In the hands of a less capable lead performance, the lack of agency afforded to Marilyn could have been entirely lethal to the film, but Armas is simply extraordinary, inhabiting both Norma and Marilyn in such a way that, at times, it can feel less a performance than a possession. Blonde posits the persona of Marilyn as a coping device or protective shield for Norma, and is direct in its treatment of the two as almost separate characters, in both of whose shoes Armas proves completely comfortable. The scenes of Marilyn shooting Some Like It Hot, in particular, are genuinely uncanny, and the choice to have Armas keep her natural accent and add the iconic Monroe breathiness rather than go for a straight impression is inspired, avoiding cheap parody and feeling more authentic in the process.
It’s a sad and jagged performance for a sad and jagged film, edited for maximum discomfort. Dominik is constantly switching from colour to black-and-white, dialling up saturation and contrast, and shifting aspect ratios. It keeps Blonde visually unpredictable, though the one constant is that it is always absolutely gorgeous. Alongside DOP Chayse Irvin, Dominik conjures some of the year’s most unforgettable compositions, from unsparing crystalline close-ups to surreal, room-melting sex scenes. It would be impossible to fully dismiss any film that just always looks so damn good and the juxtaposition of these beautiful framings and their often horrible content makes Dominik’s point of spoiled facades bluntly but effectively.

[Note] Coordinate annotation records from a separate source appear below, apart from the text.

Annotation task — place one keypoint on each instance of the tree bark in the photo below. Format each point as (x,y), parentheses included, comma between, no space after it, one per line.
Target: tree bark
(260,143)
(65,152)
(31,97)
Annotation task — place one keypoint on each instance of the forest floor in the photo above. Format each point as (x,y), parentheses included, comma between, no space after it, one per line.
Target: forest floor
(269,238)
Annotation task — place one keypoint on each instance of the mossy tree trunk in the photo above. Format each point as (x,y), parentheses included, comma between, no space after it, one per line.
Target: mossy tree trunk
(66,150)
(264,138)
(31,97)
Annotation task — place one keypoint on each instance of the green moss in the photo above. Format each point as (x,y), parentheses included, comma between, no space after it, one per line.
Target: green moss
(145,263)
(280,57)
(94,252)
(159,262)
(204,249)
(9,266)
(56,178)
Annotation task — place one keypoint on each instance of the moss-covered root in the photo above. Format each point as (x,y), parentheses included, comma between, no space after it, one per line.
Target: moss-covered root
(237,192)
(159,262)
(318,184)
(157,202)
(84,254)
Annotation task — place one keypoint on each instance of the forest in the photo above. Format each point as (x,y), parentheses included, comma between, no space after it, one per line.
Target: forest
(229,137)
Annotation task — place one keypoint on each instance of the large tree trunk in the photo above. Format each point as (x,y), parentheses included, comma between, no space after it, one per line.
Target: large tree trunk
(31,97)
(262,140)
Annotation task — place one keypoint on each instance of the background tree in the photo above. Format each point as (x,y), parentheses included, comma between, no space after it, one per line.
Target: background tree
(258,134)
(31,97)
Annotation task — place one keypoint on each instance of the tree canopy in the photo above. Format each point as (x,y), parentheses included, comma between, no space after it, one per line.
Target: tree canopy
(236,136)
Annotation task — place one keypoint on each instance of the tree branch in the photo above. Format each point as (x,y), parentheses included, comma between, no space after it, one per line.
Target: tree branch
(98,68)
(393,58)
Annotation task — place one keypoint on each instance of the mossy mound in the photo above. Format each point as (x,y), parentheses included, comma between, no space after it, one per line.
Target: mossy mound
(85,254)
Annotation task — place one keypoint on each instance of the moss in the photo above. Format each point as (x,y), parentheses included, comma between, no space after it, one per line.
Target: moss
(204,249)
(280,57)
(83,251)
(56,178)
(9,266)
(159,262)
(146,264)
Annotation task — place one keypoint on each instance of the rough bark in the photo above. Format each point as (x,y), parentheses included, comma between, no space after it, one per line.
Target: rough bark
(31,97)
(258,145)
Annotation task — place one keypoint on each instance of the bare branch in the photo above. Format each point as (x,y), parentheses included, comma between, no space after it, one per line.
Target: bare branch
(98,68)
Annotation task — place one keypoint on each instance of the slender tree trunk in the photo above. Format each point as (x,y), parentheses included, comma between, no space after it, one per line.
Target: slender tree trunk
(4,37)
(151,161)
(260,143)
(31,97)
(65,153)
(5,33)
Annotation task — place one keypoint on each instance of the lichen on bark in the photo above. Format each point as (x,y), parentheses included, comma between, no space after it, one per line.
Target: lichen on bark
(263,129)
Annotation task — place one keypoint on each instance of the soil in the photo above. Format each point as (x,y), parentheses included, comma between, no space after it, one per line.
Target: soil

Blonde always impressed me on a purely technical level, be that Armas’s performance or Dominik’s almost unparalleled visual confidence, but I can’t actually say I ever much enjoyed my time with it. The cruelty on display here may be the point, but its relentlessness, combined with just how frequently Armas has to be naked and look terrified, eventually sours. Throughout Blonde, Dominik critiques the way that Marilyn’s audiences never saw her beyond a surface level but – despite his undeniable formal mastery and Armas bringing a heartrending depth that she’s not given on the page – I’m not quite sure he has either.